Norwegian Directorate of Public Construction and Property

Agency overview
- Formed: 1816
- Jurisdiction: Government of Norway
- Headquarters: Oslo
- Employees: 860
- Annual budget: NOK 2,570 million (2006)
- Agency executive: Harald Vaagaasar Nikolaisen;
- Parent agency: Ministry of Local Government and Regional Development
- Website: www.statsbygg.no

= Norwegian Directorate of Public Construction and Property =

The Norwegian Directorate of Public Construction and Property (Statsbygg) is a Norwegian government agency that manages central parts of the real estate portfolio of the Government of Norway.

==Operation==
The Norwegian Directorate of Public Construction and Property provides construction and property management services on behalf of the Norwegian Government. This includes 2.7 million square meters in 2,350 buildings, of which 115 are located abroad. The portfolio includes office buildings, heritage sites, campuses, operational facilities, and other buildings. The directorate also manages the Global Seed Vault in Svalbard. The agency has at any time about 200 construction projects under way, completing about 10 to 20 new structures each year. The directorate has 860 employees. The head office is situated on Bishop Gunnerus Street (Biskop Gunnerus' gate) in Oslo. There are regional offices in Porsgrunn, Bergen, Trondheim, and Tromsø.

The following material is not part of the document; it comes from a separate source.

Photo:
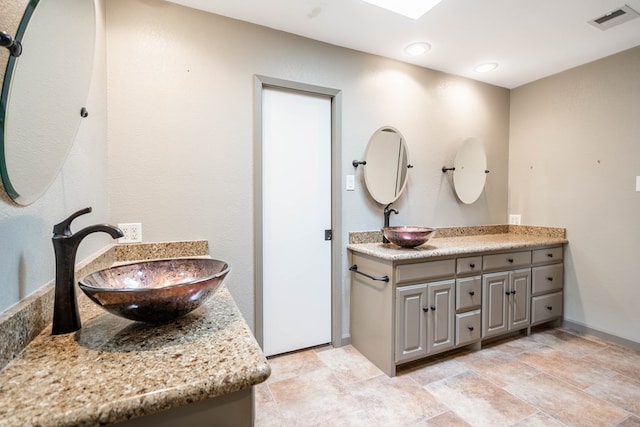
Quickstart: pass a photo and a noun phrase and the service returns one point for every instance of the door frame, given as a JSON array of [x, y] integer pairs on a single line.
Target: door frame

Some parts of the public real estate are managed by other agencies, including railways, the military, and healthcare facilities. Part of the government portfolio, which is subject to competition, is managed by the limited company Entra Eiendom, which was demerged from the Norwegian Directorate of Public Construction and Property in 2000. The directorate is subordinate to the Ministry of Local Government and Regional Development (Kommunal- og distriktsdepartementet).

==History==
The agency dates back to 1816, when King Charles II appointed Christian Ancher Collett as a consultant to manage the royal buildings around Christiania. In 1886 the agency was created by law as Statens bygnignsinspektorat (The state building inspectorate), later changing its name to Riksarkitekten. In 1959 the agency was reorganized as Statens bygge- og eiendomsdirektorat and from 1993 as Statsbygg. Since 1991 the directorate has had to compete with private companies to secure rental agreements with public institutions.